Hollywood is embracing Harvey Weinstein once again but this time the disgraced mogul is the subject of a new film, not the driving force behind it.
The film rights to the story of how an all-female core team of journalists at The New York Times exposed the scandal have been snapped up by two of the industry’s leading production houses, one of them part-owned by Brad Pitt.
The drama is envisaged as a thriller in the mould of Spotlight, a best picture Oscar winner in 2016, and Alan J. Pakula’s All The President’s Men, the cinematic account of how The Washington Post exposed the Watergate scandal in the 1970s, the news site Deadline has reported.



The film rights have been bought by Plan B, a production company part owned by Pitt, who is believed to have confronted Weinstein in the mid-1990s after hearing from Gwyneth Paltrow, his then girlfriend, that the mogul had harassed her.
Weinstein is not expected to be the main focus of the film, which will concentrate on obstacles navigated by the female reporters and their editor, Rebecca Corbett, in pursuit of a scoop that had long eluded news organisations.
Money matters: Weinstein ’s company, The Weinstein Company, owes over $100,000 each to Hollywood star Jennifer Lawrence and veteran actress Meryl Streep, it has emerged from court documents obtained by The Blast.
The now-embattled company, founded by Weinstein with his brother Bob, owes $142,965 to Streep and $102,623 to Lawrence.

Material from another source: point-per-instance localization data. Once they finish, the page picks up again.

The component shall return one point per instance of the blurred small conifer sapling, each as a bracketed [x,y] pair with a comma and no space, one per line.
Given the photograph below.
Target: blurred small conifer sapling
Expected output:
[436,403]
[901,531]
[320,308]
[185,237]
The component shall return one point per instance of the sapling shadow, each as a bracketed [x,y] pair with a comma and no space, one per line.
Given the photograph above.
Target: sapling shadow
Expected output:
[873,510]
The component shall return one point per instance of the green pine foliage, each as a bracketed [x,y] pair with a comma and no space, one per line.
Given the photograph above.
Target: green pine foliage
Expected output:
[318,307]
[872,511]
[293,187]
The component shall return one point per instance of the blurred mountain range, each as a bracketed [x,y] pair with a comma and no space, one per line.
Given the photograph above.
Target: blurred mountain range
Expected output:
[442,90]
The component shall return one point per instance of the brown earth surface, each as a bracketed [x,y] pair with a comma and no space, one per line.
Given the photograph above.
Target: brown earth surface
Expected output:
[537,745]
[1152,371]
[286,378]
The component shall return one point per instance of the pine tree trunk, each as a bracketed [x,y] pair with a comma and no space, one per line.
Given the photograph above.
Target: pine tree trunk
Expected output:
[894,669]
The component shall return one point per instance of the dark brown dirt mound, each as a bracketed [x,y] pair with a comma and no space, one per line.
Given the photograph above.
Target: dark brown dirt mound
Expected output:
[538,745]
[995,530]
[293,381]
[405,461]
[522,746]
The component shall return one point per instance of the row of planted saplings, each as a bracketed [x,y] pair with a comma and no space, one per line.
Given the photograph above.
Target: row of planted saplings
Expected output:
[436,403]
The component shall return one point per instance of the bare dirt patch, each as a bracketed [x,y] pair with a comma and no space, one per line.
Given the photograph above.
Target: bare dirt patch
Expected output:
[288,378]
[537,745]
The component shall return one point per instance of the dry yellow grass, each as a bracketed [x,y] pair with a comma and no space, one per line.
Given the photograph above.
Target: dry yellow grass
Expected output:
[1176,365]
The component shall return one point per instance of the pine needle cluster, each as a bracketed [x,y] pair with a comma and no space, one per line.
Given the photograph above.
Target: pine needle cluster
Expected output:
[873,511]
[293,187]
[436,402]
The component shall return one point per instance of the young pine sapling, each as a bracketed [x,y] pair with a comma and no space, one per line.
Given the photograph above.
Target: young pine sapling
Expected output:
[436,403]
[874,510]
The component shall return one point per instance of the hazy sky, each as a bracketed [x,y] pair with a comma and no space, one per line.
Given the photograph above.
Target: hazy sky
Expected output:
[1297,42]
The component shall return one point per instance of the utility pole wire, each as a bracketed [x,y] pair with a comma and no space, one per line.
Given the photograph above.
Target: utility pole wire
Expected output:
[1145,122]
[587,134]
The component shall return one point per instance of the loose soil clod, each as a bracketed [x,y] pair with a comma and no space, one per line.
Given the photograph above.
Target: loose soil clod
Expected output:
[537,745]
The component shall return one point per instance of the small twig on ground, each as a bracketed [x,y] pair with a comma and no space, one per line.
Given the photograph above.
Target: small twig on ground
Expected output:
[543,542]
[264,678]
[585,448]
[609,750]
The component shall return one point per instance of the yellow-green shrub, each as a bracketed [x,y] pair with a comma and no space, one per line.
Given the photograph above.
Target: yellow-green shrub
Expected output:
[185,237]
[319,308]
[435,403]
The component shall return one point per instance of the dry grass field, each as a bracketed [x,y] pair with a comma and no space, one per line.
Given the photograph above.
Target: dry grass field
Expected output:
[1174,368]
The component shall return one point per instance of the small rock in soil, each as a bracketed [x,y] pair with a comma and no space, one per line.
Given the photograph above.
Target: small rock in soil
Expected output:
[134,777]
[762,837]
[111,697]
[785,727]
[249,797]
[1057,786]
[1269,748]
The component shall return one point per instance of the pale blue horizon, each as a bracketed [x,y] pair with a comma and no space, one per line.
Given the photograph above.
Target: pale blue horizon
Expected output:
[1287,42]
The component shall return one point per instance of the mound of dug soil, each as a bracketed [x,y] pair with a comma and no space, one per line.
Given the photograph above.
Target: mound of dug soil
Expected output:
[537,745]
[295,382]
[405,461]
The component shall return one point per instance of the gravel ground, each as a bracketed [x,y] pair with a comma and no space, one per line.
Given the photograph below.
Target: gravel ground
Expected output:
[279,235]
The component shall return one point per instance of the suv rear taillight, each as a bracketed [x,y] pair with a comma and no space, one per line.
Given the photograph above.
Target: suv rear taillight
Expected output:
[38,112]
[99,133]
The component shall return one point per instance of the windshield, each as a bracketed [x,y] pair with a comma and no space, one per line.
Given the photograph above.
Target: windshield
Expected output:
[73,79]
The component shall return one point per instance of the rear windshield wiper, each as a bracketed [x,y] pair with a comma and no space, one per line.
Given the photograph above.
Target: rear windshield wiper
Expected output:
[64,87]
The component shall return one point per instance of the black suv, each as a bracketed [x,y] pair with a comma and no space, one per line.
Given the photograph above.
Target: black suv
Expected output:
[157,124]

The company worked with Streep, 68, on The Iron Lady and August: Osage County while Lawrence starred in Silver Linings Playbook for which she won an Oscar for best actress in 2012.
Other celebs who are owed money include John Legend, Julianne Moore, Pierce Brosnan, Jerry Seinfeld, directors
Michael Bay and Sir Peter Jackson and author Stephen King.
The company also owes money to Malia Obama, the daughter of former US President Barack Obama.